Lithium is not scarce. The only issue with supply chains is China owns most of the lithium mines.
Also, the sodium batteries, while less energy dense, won’t ignite like Li. Good for home and utility storage, also they have many more cycles IIRC
Also while while i won’t hold my breath on if sodium becomes a thing this would kill two birds one stone by having some use for all the sodium created by water Desalination plants making them more sustainable to run as they could sell the sodium vs creating brine areas in the ocean that kill all the sealife.
Fingers crossed, friend.
It’s also insanely toxic, right? Like, disposing of it is a bit of an issue? I’m not super informed on all this but I’ve only ever read bad things about both mining it and disposing of it, though.
It’s actually used as a human drug for bipolar disorder.
So, not really comparable to arsenic or even lead, but also not harmless to ingest uncontrolled.

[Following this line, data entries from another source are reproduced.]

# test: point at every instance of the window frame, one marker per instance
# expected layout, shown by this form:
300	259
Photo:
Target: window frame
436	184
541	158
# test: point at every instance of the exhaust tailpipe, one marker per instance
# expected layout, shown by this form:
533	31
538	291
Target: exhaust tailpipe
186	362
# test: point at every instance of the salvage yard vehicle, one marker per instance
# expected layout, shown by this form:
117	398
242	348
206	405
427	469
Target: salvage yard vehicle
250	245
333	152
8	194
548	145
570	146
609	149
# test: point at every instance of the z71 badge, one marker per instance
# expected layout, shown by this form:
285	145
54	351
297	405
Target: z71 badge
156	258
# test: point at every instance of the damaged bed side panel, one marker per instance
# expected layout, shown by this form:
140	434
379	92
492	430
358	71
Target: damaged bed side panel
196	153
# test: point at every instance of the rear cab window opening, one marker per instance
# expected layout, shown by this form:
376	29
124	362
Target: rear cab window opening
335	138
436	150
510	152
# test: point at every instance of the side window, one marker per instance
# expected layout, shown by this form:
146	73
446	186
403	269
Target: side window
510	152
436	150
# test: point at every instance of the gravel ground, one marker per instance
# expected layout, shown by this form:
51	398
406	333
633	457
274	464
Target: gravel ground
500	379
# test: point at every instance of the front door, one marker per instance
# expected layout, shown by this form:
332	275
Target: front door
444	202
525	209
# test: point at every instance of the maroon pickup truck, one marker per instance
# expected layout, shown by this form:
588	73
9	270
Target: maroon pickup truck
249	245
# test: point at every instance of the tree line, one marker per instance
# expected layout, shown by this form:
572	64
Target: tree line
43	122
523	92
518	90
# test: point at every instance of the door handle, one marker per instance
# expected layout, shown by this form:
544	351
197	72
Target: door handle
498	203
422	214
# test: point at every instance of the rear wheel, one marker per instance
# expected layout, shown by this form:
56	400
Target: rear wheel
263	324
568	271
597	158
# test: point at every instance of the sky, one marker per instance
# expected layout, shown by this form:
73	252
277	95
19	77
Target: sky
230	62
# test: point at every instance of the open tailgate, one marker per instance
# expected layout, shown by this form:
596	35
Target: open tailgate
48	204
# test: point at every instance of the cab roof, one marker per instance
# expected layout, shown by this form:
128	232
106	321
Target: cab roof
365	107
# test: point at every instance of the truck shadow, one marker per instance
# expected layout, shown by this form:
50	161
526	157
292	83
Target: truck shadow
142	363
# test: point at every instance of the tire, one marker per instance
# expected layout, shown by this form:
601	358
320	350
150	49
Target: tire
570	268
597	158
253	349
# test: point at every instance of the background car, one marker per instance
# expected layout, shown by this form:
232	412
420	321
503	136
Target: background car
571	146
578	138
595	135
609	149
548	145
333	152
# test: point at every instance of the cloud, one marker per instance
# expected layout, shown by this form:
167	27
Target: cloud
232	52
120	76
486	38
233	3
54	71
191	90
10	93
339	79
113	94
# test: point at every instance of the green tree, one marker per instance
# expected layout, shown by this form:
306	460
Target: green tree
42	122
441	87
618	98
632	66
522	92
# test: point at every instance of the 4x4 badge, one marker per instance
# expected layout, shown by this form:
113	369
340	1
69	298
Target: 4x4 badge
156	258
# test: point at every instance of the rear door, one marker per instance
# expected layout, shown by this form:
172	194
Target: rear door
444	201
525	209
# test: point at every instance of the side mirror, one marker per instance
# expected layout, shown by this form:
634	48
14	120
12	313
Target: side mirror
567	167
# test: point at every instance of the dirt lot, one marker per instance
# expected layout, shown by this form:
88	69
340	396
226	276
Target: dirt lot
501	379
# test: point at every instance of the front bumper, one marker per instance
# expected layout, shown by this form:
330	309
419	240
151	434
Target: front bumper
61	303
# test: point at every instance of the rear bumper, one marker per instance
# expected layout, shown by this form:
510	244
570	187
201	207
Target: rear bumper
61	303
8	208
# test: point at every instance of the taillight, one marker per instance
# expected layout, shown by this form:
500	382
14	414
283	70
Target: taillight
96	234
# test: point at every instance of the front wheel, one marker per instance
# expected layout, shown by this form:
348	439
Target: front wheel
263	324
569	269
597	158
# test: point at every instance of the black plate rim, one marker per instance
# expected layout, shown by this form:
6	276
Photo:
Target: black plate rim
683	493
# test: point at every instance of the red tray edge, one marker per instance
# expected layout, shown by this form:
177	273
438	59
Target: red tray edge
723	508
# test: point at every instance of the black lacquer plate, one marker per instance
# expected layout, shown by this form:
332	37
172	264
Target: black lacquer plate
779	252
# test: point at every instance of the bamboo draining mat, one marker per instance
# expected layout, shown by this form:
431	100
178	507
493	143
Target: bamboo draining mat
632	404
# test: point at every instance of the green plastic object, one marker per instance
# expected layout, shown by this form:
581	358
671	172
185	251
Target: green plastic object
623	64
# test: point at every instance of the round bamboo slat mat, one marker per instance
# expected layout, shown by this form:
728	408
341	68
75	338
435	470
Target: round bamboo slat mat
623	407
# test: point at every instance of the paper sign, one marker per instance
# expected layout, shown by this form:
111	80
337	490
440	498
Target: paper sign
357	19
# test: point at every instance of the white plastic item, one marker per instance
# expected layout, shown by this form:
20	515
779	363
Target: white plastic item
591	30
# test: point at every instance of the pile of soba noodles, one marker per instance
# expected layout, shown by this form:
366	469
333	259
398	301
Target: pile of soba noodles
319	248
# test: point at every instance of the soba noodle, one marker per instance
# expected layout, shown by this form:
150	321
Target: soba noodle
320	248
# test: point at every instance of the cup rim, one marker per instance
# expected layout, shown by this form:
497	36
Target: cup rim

Mining it is also very challenging.
I remember some prof joked on their lecture, that they’ve been grilled once in EV industry after they presented the environmtal impact comparison between legacy car and EV that includes lithium mining, refinement, waste management cost and how many miles EV needs to offset such cost with its “green fuel” (spoiler: a lot). It was nearly decade ago and I don’t know their formula holds today, but it’s still plausible such negative externality being overlooked and remaining.
The nice thing about batteries is that they can be recycled almost entirely in a closed loop cycle, so eventually we’ll reach a place where new batteries aren’t mined at all, but recycled from old
Idk how far into that we are currently, however there are recycling facilities kinda all over especially for ev batteries. They can also be reused for a while for other things, like home energy storage (like in place of a whole-house generator for blackouts if you are grid-tied, or solar storage for off-grid)
We crossed over. EVs are now universally more efficient to produce and use than gas cars and it’s not close. Something less than 10,000 miles on the vehicle.